Tuesday, January 24, 2012

Notable Posts from DigiCiv Students

Blogging is a flexible medium, and as a new set of students gets accustomed to it, I think it would be helpful for them to know what we see as valuable in posts that have been created to date.


Posting or linking to prior academic work
Bryan Mulkern posted a paper he wrote about Jackson Turner's frontier thesis to contribute to a discussion of manifest destiny. Similarly, Brett Riley, as a follow up to class discussion, paraphrased a paper he'd written last semester about publishing and linked to his bibliography. Marcos Escalona, chiming in the copyright debate, also referred to a prior paper he'd written on the topic.


Posting critically
Not to encourage people simply to be contrary, but I admire when students have the courage to make reasoned cases contrary to popular opinion or to the explicit bias of the instructors. Both Brian Robison and Michelle Frandsen opposed open science (Brian: "Open Science and Why its a Bad Thing"; Michelle: "Open Science vs. Good Science"). David Perkins swam upstream with his "Three reasons why I stayed off the anti-SOPA bandwagon" as well as his post on why the Internet is a drug.



Bringing in Books
Marissa Pielstick relied upon a variety of science fiction texts to make her point in her post, "Re-inventing the Future." Taylor Williams relied upon Cory Doctorow's book, Content, in examining SOPA in terms of takedown notices.


Narrating digital lifestyle


Personalizing history
In her post about 20th century politics, Gabby Paongo looked at democracy replacing monarchy political systems by relating this to her own experience growing up under a monarchy system in Tonga. You won't find that in Wikipedia!


Applying one's major or other courses

  • Marissa Pielstick wrote a plucky post, "The Internet Food Chain," in which she compares biological ecology with online consumption. I'm not sure the analogy holds, but it got me thinking: are there "information predators"? Am I one of them? And if one biological metaphor holds, how about others? What might cyber-Darwinism be?
  • Suzette Rovelsky, a Nutrition Science major, looked at her assigned period (the 16th century) in terms of her major, focusing on people's diets in the Renaissance.
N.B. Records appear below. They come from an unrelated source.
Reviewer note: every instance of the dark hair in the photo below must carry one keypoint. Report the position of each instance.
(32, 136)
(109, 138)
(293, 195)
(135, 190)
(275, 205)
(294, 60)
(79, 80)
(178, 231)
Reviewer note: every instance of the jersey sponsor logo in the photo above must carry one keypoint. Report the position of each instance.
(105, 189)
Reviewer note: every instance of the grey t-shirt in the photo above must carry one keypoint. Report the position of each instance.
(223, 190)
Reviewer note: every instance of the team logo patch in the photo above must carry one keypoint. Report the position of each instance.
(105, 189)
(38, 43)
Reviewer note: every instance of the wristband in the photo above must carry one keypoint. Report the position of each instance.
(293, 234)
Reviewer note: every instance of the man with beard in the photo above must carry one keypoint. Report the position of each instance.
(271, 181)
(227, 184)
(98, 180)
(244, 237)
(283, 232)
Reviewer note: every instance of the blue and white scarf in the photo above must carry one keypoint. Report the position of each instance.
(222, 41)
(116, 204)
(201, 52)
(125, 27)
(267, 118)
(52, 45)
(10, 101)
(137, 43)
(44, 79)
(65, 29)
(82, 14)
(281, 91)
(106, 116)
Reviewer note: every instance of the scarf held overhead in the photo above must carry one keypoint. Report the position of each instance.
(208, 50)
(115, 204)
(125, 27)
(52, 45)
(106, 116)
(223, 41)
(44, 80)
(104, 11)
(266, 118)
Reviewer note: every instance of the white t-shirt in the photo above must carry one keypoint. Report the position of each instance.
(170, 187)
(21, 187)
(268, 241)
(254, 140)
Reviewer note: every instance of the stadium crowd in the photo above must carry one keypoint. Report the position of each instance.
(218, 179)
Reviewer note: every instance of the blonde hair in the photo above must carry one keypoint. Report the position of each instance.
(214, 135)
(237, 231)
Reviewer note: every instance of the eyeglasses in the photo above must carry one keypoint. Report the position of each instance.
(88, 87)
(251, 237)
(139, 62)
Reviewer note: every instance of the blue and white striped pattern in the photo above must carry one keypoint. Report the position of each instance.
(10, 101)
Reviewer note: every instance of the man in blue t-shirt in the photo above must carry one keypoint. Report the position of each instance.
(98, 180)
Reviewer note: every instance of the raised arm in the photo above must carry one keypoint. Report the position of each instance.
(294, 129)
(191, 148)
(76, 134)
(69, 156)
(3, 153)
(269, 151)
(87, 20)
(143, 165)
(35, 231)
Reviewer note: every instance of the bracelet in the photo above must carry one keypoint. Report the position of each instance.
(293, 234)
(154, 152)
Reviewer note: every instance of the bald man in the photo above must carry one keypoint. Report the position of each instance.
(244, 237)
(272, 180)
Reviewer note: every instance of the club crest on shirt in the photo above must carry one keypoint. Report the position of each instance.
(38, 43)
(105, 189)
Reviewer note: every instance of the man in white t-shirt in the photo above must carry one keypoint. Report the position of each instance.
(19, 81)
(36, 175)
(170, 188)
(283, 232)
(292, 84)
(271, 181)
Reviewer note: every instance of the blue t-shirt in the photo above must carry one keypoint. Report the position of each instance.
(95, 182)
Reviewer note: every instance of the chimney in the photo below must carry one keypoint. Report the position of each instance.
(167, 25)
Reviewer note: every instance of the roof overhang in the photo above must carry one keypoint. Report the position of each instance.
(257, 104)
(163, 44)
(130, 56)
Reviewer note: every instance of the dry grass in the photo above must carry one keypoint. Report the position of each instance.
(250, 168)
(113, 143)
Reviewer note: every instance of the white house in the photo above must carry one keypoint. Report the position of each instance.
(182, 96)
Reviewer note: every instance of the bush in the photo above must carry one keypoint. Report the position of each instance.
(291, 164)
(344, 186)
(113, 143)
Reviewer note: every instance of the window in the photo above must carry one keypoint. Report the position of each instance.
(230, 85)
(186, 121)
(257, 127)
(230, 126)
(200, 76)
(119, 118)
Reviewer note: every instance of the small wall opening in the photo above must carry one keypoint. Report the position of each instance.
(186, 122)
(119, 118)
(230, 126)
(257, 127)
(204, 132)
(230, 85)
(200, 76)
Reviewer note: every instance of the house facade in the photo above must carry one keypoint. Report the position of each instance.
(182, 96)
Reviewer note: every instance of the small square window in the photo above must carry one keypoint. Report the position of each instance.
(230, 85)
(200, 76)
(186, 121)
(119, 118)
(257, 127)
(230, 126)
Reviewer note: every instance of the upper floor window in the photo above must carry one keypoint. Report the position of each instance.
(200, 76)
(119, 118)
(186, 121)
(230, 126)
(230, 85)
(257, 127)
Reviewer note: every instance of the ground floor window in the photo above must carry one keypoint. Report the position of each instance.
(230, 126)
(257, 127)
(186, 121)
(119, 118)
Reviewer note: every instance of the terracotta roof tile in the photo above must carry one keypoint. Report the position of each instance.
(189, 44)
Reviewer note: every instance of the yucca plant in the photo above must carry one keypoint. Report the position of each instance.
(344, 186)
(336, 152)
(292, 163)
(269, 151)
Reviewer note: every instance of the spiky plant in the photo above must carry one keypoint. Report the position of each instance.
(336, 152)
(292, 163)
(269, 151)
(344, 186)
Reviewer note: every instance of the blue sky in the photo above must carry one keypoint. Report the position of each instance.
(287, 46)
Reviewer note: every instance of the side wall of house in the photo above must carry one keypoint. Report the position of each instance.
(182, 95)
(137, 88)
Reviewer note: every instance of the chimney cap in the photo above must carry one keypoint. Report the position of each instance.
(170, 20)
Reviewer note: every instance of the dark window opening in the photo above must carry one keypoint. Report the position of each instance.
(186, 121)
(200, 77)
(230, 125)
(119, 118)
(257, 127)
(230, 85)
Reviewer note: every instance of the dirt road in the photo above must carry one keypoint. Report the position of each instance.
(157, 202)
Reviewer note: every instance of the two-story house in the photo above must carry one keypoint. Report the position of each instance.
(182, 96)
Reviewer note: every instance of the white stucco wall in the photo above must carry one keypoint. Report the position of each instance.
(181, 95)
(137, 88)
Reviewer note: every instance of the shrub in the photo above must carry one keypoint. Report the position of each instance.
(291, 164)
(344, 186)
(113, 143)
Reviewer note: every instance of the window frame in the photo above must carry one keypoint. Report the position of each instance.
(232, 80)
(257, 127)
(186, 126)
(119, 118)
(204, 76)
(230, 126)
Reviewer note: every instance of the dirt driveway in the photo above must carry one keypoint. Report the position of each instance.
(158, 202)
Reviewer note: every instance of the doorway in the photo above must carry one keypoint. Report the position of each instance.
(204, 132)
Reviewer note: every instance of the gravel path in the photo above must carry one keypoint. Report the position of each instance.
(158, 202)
Relating history to digital civilization
This is at the heart of what we want all our students to be doing continuously. Here are some good examples of it happening already:

Proposing Projects
A few students are looking ahead at what sorts of authentic collaborative projects we could be working on in this class. Both Michael Larsen and Jon Kunkee are talking about reforming government and political participation in the digital age. Michael asserts that agile software development is a model for an iterative government. Jon fleshes out several other viable ideas in his post, "Class Project: Government and Internet."